Duruşmada Gdz Elektrik ve İZSU yöneticisi sanıklar ve avukatları, karşılıklı suçlamalarda bulundu, zaman zaman gerginlik yaşandı.
Mahkeme başkanı, duruşmaya 1 saat ara verdi.
BİLİRKİŞİ RAPORUNDA KUSURLARA DİKKAT ÇEKİLDİ
İddianamede yer alan bilirkişi raporlarında, kazada Gdz Elektrik ve İZSU Genel Müdürlüğü'nün asli kusurlarının olduğu, olayın gerçekleşmesinde öngörülemeyecek ve önlenemeyecek herhangi olağanüstü doğa olayının bulunmadığı, vefat edenlerin olayın gerçekleşmesini tetikleyecek herhangi bir tehlikeli hareketlerinin ve kişisel kusurlarının olmadığı görüşü yer almıştı.
Olayın yaşandığı gün ızgaraların yağmur suyunu tahliye edemediği, ızgaraların rutin bakım ve temizliğinin olması gerektiği şekilde yapılmadığı kanaatine varıldığının kaydedildiği raporda, yer altı elektrik kablolarının döşendiği kazının olması gerekenin yarısı kadar yapılmasının olayın yaşanmasında doğrudan etken ve ağır kusur olduğuna yer verilmişti.
İZSU Genel Müdürü Erdoğan, iddianamede yer alan ifadesinde kurum bünyesinde 7 bin personelin bulunduğu ve İzmir ile 30 ilçenin tümüne hizmet verildiğini, her olaya bizzat genel müdür tarafından müdahale edilmesi ve genel müdürün sorumluluğunun doğmasının kabul edilebilir olmadığını söylemişti.
Gdz Elektrik Dağıtım Genel Müdürü Uğur Yüksel ise yapılan tadilat ve onarım işlemlerinden soruşturma sonrası haberdar olduğunu belirtmişti.
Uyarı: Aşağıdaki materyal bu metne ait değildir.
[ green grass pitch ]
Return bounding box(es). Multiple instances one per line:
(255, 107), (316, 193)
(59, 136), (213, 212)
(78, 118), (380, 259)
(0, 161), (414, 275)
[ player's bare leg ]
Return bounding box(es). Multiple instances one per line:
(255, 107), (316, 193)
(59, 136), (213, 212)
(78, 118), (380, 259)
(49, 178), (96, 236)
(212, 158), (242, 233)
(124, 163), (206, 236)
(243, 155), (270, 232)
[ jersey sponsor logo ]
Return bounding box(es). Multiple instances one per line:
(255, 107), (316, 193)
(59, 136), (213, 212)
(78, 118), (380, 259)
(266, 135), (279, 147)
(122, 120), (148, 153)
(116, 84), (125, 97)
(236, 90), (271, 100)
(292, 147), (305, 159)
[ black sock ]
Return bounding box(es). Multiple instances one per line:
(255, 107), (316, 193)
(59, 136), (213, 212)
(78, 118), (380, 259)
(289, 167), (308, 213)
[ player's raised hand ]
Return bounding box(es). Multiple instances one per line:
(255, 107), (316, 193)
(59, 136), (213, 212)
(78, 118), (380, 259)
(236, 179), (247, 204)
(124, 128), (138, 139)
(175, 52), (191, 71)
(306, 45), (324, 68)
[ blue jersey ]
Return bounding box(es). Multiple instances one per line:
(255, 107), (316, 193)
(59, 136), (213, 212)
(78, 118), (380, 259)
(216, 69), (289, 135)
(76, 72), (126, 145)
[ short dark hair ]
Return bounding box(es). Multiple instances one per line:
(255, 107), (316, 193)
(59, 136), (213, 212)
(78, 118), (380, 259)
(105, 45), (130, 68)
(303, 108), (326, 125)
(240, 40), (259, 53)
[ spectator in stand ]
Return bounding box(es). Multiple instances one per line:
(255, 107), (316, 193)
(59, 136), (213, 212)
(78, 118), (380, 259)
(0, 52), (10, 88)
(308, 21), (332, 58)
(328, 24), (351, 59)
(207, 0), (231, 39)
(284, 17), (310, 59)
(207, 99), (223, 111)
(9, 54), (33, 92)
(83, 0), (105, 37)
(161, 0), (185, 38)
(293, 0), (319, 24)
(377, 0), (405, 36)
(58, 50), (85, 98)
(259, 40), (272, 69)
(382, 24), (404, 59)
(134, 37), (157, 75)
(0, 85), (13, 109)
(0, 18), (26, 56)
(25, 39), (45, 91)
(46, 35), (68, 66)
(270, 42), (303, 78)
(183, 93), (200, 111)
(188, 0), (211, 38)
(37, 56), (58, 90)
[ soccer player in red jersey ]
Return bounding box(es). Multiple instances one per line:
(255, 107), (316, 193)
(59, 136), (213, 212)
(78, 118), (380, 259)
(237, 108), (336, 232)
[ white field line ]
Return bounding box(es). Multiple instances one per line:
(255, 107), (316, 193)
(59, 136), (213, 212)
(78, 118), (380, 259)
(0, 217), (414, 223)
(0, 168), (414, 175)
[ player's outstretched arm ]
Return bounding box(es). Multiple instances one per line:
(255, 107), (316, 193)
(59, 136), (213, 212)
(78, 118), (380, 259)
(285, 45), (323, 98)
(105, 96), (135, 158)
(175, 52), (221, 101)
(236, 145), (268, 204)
Eski İZSU Genel Müdürü Ali Hıdır Köseoğlu da görev süresinde kurumdaki görevlilerle hareket ettiğini, bu görevlilerin her birinin görevleri çerçevesinde yaptıkları hatalardan kendisinin sorumlu tutulmasının mümkün olmadığını savunmuştu.
Olaya ilişkin yürütülen soruşturma kapsamında ilk etapta haklarında gözaltı kararı verilen 48 şüpheli yakalanmış, 14'ü tutuklanmış, 1 kişi itiraz sonrası serbest bırakılmıştı.
Bilirkişi raporunun hazırlanmasının ardından gözaltına alınan 10 kişiden, İZSU Genel Müdürü Gürkan Erdoğan, kurumun eski genel müdürü Ali Hıdır Köseoğlu ile Gdz Elektrik Dağıtım Genel Müdürü Uğur Yüksel'in de bulunduğu 8'inin yurt dışına çıkış yasağı şartıyla serbest bırakılmasına, 2'sine ise ev hapsi verilmesine karar verilmişti.
BUNUN ADI AYMAZLIK
Tutuklu sanıklardan Gdz Elektrik Arıza Onarım Yöneticisi M. F. T. ise 9 Ocak'taki çalışmalardan haberi olmadığını, bütün işleri bilmesinin olanaksız olduğunu söyledi. Sanık M. F. T. söz konusu bölgede "sürekli arıza varmış" izlenimi verilmeye çalışıldığını, bunun doğru olmadığını iddia etti, hakkındaki suçlamaları kabul etmedi. M.F.T'nin savunması sonrası maktul İnanç Öktemay'ın ailesinin avukatı, yöneticilerin sorumlu olmadıklarını iddia ettiklerine dikkati çekerek, "Mesele düz işçide bitiyor mu? Bunun adı aymazlıktır." dedi. Sanık avukatları, bu ifadelere tepki gösterdi. Diğer tutuklu sanıkların savunmalarının ardından mahkeme başkanı, duruşmaya yarın tutuksuz sanıklarla devam edileceğini belirterek oturumu sonlandırdı.